OK, das Foto ist aus dem Allgäu, das mag für die mehreren Zentimeter sprechen, aber *Schnee* hatte es letztes Jahr um die Zeit auch …
11. April 2006 um 10:03
In jeder Branche und in jedem Beruf läuft man als dort Arbeitende(r) Gefahr, Insider-Terminologie und Fachbegriffe irgendwann auch in Kontexten zu verwenden, wo man vielleicht eher zu allgemeinverständlichen Hilfs-Worten greifen müßte. Aber sowas sagt sich in der Rückschau immer leicht, in der Hitze des Gefechts (bzw. der Kälte des ausklingenenden Winters) rutscht jedem/jeder mal ein zur Selbstverständlichkeit gewordenes Fachwort aus dem Mund… Das soll nix entschuldigen, aber a bisserl erklären…
Vielleicht noch ein paar Sätze zur Aufklärung: Rein technisch werden Reisezüge »bereitgestellt«, wenn sie vorher abgestellt waren, also nicht bereits mit Reisenden besetzt von woanders her ankommen. Eine »Garnitur« ist ein Verbund aus Reisezugwagen, die man mit einem »Triebfahrzeug« (vulgo »Lok(omotive)«) zu einem »Zug« komplettiert (müßte bei andersrummer Fahrtrichtung streng genommen und netterweise »Schub« heißen, tut es aber nicht). Aus wirtschaftlichen Gründen sterben »lokbespannte« Züge freilich langsam aus, denn »Triebzüge« (bei denen nicht nur das den Rest ziehend Fahrzeuge, sondern alle Einheiten angetrieben sind) sind flexibler, sparsamer, oberbauschonender, mehr Reisende fassend und anderes mehr. Eine Lokomotive ist übrigens mitnichten ein »Triebwagen«, denn ein solcher würde Reisende aufnehmen können. Ein alter Schienenbus hningegen wäre ein solcher…
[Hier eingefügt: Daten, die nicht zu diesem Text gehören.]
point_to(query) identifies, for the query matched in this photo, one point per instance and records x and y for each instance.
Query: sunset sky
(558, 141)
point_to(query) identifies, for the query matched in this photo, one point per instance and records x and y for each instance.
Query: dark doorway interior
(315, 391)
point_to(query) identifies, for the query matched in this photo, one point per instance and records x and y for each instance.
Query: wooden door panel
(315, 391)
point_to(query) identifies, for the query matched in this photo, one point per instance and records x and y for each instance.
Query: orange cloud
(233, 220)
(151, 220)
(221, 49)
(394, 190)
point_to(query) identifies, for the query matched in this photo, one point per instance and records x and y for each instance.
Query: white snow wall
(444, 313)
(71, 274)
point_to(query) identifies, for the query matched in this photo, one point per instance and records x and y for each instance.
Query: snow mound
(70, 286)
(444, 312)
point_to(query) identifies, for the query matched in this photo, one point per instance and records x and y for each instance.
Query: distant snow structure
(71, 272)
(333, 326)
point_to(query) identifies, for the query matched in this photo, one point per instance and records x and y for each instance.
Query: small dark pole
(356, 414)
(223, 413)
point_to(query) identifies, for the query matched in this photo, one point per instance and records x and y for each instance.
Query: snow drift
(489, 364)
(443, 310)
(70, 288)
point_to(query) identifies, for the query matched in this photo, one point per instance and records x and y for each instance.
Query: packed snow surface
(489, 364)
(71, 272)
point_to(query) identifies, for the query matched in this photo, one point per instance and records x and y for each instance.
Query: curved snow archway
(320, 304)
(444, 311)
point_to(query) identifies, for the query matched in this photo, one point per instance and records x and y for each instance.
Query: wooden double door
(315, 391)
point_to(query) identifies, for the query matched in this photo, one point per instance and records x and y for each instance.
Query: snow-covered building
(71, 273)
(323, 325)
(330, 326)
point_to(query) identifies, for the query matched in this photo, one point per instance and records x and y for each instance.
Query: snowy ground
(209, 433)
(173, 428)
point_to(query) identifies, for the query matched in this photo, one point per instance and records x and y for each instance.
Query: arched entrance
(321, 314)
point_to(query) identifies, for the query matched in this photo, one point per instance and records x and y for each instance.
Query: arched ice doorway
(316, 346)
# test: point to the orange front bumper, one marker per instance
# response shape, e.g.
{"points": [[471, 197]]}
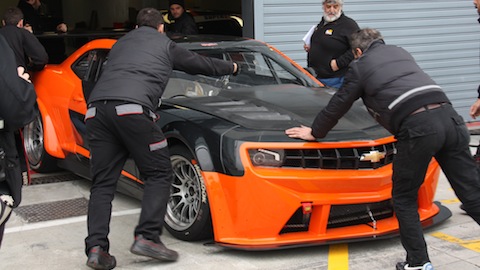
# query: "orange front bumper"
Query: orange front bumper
{"points": [[250, 211]]}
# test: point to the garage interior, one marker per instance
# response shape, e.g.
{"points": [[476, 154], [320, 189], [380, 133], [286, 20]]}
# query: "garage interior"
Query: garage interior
{"points": [[115, 14]]}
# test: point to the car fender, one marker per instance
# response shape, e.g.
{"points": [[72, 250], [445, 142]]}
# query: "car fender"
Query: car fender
{"points": [[50, 138]]}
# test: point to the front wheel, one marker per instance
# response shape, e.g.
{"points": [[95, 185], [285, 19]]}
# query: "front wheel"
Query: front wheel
{"points": [[33, 137], [188, 211]]}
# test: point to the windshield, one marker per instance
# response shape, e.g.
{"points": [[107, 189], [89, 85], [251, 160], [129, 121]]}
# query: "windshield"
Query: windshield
{"points": [[255, 69]]}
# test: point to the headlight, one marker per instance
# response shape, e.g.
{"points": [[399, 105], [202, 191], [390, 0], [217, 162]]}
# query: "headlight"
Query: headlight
{"points": [[267, 157]]}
Zu Kommunikations- und Kundendienst-Aspekten
11. April 2006 um 11:21
Zum ersten Absatz von “zonebattler” sei noch hinzugefügt, dass jahrelang verwendete Begriffe eben mitunter nicht mehr als “Fachbegriff” erkannt, sondern als (bei Fahrgästen) bekannt vorausgesetzt werden. “(Zug-)garnitur” fällt hier sicherlich darunter.
11. April 2006 um 14:03
nur zur Erinnerung: und Sie haben sich noch vor ein paar Tagen Sorgen um Ihre Frisur gemacht? Liebe Kaltmamsell: Mützenwetter.
11. April 2006 um 16:27
Ich glaube es ist eine Zuggarnitur :)
Schön, mal wieder winterliches München zu sehen. Das ist so, wie ich München kenne. Der Winter 2004/2005 war ja auch sehr winterlich!
11. April 2006 um 16:40
passt ja auch irgendwie zu deinem namen…
aber dieser wintereinbruch – ich hörte davon in den nachrichten, hier ist es eher sonnig – hat mich selbst überrascht. vor allem diese strikte aufteilung: süden schnee, norden sonne.